Congress could do what it should, and give some consideration to the place of rail transportation in the national picture. We hope the legislators will do something to improve transportation availability and quality, not just prop up a failing Amtrak. We don't need cuts or tri-weekly trains that run often 12-24 hours late. Would you patronize a grocery store that was only open irregular hours on irregular days? We don't need obsolete junk equipment in which passengers take their lives in their hands. Since new equipment is needed anyway, why not make it virus-free, comfortable if not even luxurious, and state of the art, rather than cookie cutter transit cars with plastic seat buckets and overhead hand rails. The best rated airlines are increasingly offering better food, lay-back seats and even "sleeping compartments," so why should our trains lose more of the few amenities still remaining? Many have ridden Amtrak in the past because of the wider seats, and rows farther apart, but unfortunately now the tendency is for newer equipment to cheat on seat spacing. In view of current circumstances, that trend was a mistake. We have a chance to make things better, not just reset the clock back to 2019. Just an opinion, anyway.


Chief (3-11) hit by a vehicle, evidently in western Kansas. Somewhat late and getting later. Train 3-10 also has some difficulties out in New Mexico.

Builder train 7-10 never made it past Spokane. 11 and 81 acting out the whole trip. BNSF 4634 added St Paul to Minot which also acted out, replaced by 4297 at Minot. Half a day late. Assuming it will become 8-12. Guessing typical summertime delays, will report if anything else is passed to us.

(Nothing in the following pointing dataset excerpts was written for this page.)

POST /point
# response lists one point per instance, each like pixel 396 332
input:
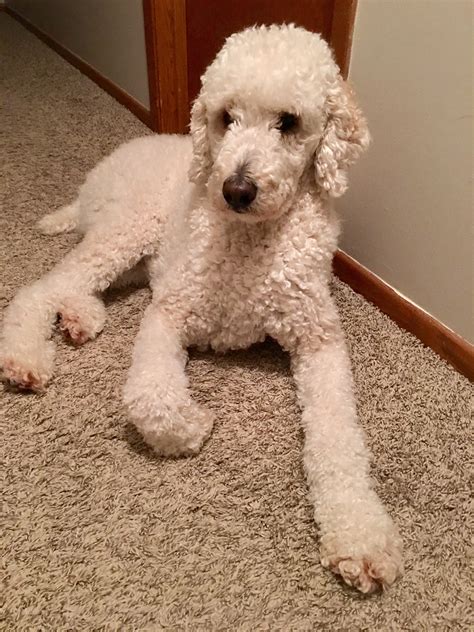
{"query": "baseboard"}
pixel 139 110
pixel 445 342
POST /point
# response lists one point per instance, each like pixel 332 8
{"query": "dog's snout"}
pixel 239 192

At Los Angeles, #130 has been pulled out of the shop, "repairs" completed. It went on train 14-10. Nose may have been partially repainted but looks pretty rough.

For the first time in modern memory, there are no P42's working for the joint powers in California or on Cascades. The reduction of California trains due to virus is the primary culprit. California authorities have also been taking possession of new Charger and P125 locomotives from Siemens and Progress Rail.

Horizon cars have been moving west on the Empire Builder to replace the two retired Talgo sets when service returns on Cascades.

Charger 4627 continues its test on the Empire Builder, on trin 7-12, and still with 159 and 13. Making more round trips between Chicago and Seattle. The first batch of Chargers have exhibited overheating problems, so improvements are planned in their cooling systems. Previously built units will be retrofitted. About one third of the existing Chicago Midwest group is still in use daily...the other two thirds are now parked and babied (pending warranty work modifications?). There is quite a bit of Charger rotation going on though at Chicago (social distancing)? Not so much with the core group of P42's however, which go back out as soon as they come in, after being whipped with wet ropes. Those horses are never put up at all.


For our new viewers, perhaps who just found this page, here is our mission: To track as well as possible the movements of Amtrak's P42 Genesis locomotive fleet, along with those older P40's that are still active. This information is only available to the public through in person visual sightings, or recorded by occasional trackside camera. While our reports are often delayed, sometimes by up to 24 hours or more, having a past history of a location can be important in predicting where a specific unit might be in the future. Except for generalities, we are not able to guarantee that a certain locomotive will be on a certain train. We wish we could.

Below are links to the P42 locomotives we know to be active, and another link to a page of destroyed or currently damaged units that we know about. There is now a third group of working units that Amtrak has stored, or placed on standby.

While there has not been any official pronouncement on this subject, it appears that a number of formerly active P42's are being mothballed and may be up for retirement. We will let you draw your own conclusions about this, but if you do not see a given road number on either of our lists, then it likely is in this category. Maybe we will need to create a third page at some point for the "inactives but not quite dead yet".